An electric blue armadillo.

With headlights.

He was parked outside the ranch gates, leaning against the side of his car and typing something into his PDA’s collapsible keyboard. He lifted his head as we drove up, folding the keyboard and stowing the entire unit in his pocket.

Shaun was out of the van before we’d stopped moving, pointing to Rick. “You do not lower your eyes in the field!” he snapped. “You do not split your attention, you do not focus on your equipment, and you especially do not do these things when you’re alone at an off-grid rendezvous point!” Rick blinked, looking more confused than anything else.

I stopped the van, leaning over to close Shaun’s door before opening my own. A lot of people don’t think my brother has a temper. It’s like they assume I somehow sucked up the entire quota of “cranky,” and now Shaun’s perpetually cheery and ready for a challenge while I glower at people from behind my sunglasses and plot the downfall of the Western world. They’re wrong. Shaun has a bigger temper than I do.

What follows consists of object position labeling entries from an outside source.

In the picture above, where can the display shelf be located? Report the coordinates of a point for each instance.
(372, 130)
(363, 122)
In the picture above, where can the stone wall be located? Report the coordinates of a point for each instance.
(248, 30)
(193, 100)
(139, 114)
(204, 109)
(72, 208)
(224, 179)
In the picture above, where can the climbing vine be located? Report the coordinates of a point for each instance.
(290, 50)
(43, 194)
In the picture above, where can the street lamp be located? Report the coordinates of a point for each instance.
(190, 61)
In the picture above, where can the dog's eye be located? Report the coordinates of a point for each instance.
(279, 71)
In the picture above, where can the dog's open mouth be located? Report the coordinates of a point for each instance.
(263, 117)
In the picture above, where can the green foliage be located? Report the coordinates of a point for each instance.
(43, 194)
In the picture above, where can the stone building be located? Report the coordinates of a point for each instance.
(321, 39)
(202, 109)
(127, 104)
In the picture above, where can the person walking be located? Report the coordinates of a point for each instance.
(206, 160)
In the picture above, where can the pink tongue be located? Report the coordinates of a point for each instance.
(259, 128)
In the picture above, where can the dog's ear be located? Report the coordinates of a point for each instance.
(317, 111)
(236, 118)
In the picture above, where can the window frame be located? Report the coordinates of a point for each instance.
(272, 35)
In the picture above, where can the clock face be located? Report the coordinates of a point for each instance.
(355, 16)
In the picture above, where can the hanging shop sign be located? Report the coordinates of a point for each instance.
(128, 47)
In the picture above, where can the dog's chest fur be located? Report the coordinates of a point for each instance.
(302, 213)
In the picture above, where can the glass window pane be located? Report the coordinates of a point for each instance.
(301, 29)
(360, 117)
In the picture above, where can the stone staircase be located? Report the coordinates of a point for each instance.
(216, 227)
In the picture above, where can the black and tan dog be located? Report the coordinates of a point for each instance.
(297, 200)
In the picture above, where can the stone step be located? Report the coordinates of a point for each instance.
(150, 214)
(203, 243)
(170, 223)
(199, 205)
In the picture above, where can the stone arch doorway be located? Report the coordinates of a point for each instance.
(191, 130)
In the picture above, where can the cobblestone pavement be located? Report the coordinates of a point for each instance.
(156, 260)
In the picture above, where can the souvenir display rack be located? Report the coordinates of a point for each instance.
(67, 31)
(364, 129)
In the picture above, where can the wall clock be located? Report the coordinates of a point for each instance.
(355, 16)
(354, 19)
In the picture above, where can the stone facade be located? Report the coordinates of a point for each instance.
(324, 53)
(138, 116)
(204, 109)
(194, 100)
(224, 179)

He just saves his fits of fury for the important things, like finding one of our team members acting like an idiot in the vicinity of a recent outbreak.

Rick was realizing he had a problem. Putting up his hands in a placating gesture, he said, “The area was cleared, and they did a full disinfect. I looked it all up before I came out here.”

“Did they get a one hundred percent scratch-and-match between mammals meeting the KA amplification barrier, known victims, registered survivors, and potential vector points?” Shaun demanded. He knew they hadn’t, because there’s never been a one hundred percent return on the Nguyen-Morrison test array, not even under strict laboratory conditions. There’s always the chance something capable of carrying the virus, either in its own bloodstream or by carrying tainted blood or tissue on its person, got away.

“No,” Rick admitted.

“No, because it doesn’t happen. Which means you? Have basically been standing naked in the middle of the road, waving your arms and shouting, ‘Come get it, dead guys, I wanna be your next snack.’ ” He flung Rick’s field kit at his chest. Rick caught it and stood there, blinking as Shaun spun on his heel and stalked off toward the gates. I let him go. Someone needed to start the process of presenting our credentials to the guards on duty, and it would calm him down. Bureaucracy generally did.

Rick stared after Shaun, still looking shell-shocked.

“He’s right, you know,” I said, squinting at him through my sunglasses. The glare outside the van was bad enough to make me wish it were safe to take painkillers in the field. It’s not; nothing that dulls your awareness of your body and what it’s doing is a good idea. “What made you get out of your car?”

“I thought it was safe,” Rick stammered.

I shook my head. “It’s never safe. Get your pack on, activate your cameras, and let’s go.” I started along Shaun’s path to the ranch gates. Getting out of the car alone was a rookie mistake, but Rick’s record wasn’t heavy on field work. His reporting was good, and he knew enough to stick with the senior reporters in an area. He’d learn the rest if he lived long enough to get the chance.